The T1's cores are less complex than those of current high end processors in order to allow 8 cores to fit on the same die. The cores do not feature out-of-order execution, or a sizable amount of cache. Single-thread processors depend heavily on large caches for their performance because cache misses result in a wait while the data is fetched from main memory. By making the cache larger the probability of a cache miss is reduced, but the impact of a miss is still the same.

The T1 cores largely side-step the issue of cache misses by multithreading. Each core is a barrel processor, meaning it switches between available threads each cycle. When a long-latency event occurs, such as cache miss, the thread is taken out of rotation while the data is fetched into cache in the background. Once the long-latency event completes, the thread is made available for execution again. Sharing of the pipeline by multiple threads may make each thread slower, but the overall throughput (and utilization) of each core is much higher. It also means that the impact of cache misses is greatly reduced, and the T1 can maintain high throughput with a smaller amount of cache. The cache no longer needs to be large enough to hold all or most of the "working set", just the recent cache misses of each thread.

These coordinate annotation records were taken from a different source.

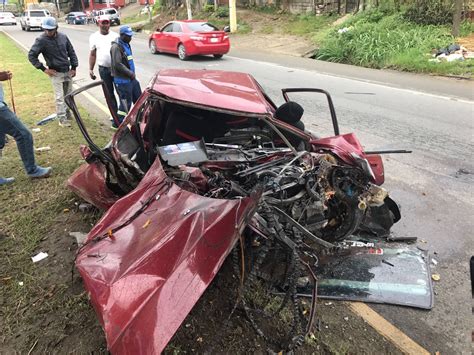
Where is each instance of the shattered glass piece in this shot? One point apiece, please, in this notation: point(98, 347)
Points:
point(380, 274)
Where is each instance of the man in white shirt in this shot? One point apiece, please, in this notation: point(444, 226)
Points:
point(99, 45)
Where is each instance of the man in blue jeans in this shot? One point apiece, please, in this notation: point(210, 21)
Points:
point(11, 125)
point(123, 71)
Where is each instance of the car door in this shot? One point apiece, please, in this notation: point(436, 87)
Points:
point(176, 37)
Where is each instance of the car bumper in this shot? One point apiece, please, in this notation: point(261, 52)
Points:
point(206, 48)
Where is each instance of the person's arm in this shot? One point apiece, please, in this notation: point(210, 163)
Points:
point(92, 59)
point(119, 67)
point(72, 57)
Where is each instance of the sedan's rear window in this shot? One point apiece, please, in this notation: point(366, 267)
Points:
point(37, 14)
point(201, 27)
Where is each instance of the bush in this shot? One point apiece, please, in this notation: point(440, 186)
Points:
point(209, 8)
point(374, 44)
point(430, 12)
point(222, 12)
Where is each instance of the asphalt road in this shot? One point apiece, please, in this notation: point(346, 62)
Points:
point(431, 116)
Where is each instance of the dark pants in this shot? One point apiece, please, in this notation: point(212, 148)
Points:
point(108, 80)
point(128, 94)
point(10, 124)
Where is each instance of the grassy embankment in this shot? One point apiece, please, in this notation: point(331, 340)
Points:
point(376, 40)
point(36, 301)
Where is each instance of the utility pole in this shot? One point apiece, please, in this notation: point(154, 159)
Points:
point(188, 7)
point(233, 15)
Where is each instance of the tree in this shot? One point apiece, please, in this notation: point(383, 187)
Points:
point(457, 17)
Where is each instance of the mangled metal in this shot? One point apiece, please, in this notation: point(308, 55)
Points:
point(187, 177)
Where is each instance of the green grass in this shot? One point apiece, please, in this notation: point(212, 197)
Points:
point(377, 40)
point(36, 215)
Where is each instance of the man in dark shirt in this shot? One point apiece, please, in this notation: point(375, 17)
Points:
point(61, 62)
point(123, 71)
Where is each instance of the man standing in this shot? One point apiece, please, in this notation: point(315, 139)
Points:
point(61, 61)
point(123, 71)
point(11, 125)
point(99, 45)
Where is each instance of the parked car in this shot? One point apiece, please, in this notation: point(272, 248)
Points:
point(188, 38)
point(111, 13)
point(76, 18)
point(33, 19)
point(7, 18)
point(203, 160)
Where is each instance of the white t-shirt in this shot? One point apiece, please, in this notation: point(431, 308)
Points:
point(102, 45)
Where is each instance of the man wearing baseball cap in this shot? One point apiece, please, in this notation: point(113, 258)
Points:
point(123, 71)
point(99, 44)
point(61, 63)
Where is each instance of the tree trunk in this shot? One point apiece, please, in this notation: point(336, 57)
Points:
point(457, 17)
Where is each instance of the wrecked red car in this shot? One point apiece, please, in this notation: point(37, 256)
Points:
point(205, 160)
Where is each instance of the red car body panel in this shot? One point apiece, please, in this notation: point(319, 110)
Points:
point(196, 43)
point(345, 144)
point(144, 279)
point(224, 90)
point(155, 251)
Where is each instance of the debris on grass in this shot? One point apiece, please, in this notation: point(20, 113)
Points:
point(40, 256)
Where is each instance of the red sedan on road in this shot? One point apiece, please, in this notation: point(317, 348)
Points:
point(189, 37)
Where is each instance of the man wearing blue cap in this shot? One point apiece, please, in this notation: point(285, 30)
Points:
point(123, 71)
point(61, 61)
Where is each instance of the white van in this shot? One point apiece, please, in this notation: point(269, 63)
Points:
point(33, 18)
point(110, 13)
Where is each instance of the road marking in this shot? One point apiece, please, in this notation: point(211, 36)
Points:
point(91, 98)
point(387, 329)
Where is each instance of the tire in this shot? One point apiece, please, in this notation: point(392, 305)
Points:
point(182, 52)
point(152, 46)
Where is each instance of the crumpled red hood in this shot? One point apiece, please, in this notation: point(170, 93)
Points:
point(145, 278)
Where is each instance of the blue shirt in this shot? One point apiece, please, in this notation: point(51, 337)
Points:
point(2, 97)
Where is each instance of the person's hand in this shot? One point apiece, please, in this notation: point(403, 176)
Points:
point(5, 75)
point(50, 72)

Benchmarks demonstrate this approach has worked very well on commercial (integer), multithreaded workloads such as Java application servers, Enterprise Resource Planning (ERP) application servers, email (such as Lotus Domino) servers, and web servers. These benchmarks suggest each core in the UltraSPARC T1 is more powerful than the circa 2001, single-core, single-threaded UltraSPARC III, and at a chip to chip comparison, significantly outperforms other processors on multithreaded integer workloads.

At the time of its release in December 2005, a single-chip, eight-core, 32-thread, 1.2 GHz UltraSPARC T1 server performed similarly to a two-socket, four-core, eight-thread, 1.9 GHz IBM POWER5 server, performed similarly to a four-socket, eight-core, sixteen-thread 3.0 GHz Intel Xeon "Paxville MP" server, and exceeded the performance of a four-socket, four-core, four-thread 1.6 GHz Intel Itanium server. Arguably, this made the UltraSPARC T1 the world's most powerful general-purpose commercial server processors, when considering multithreaded commercial workloads.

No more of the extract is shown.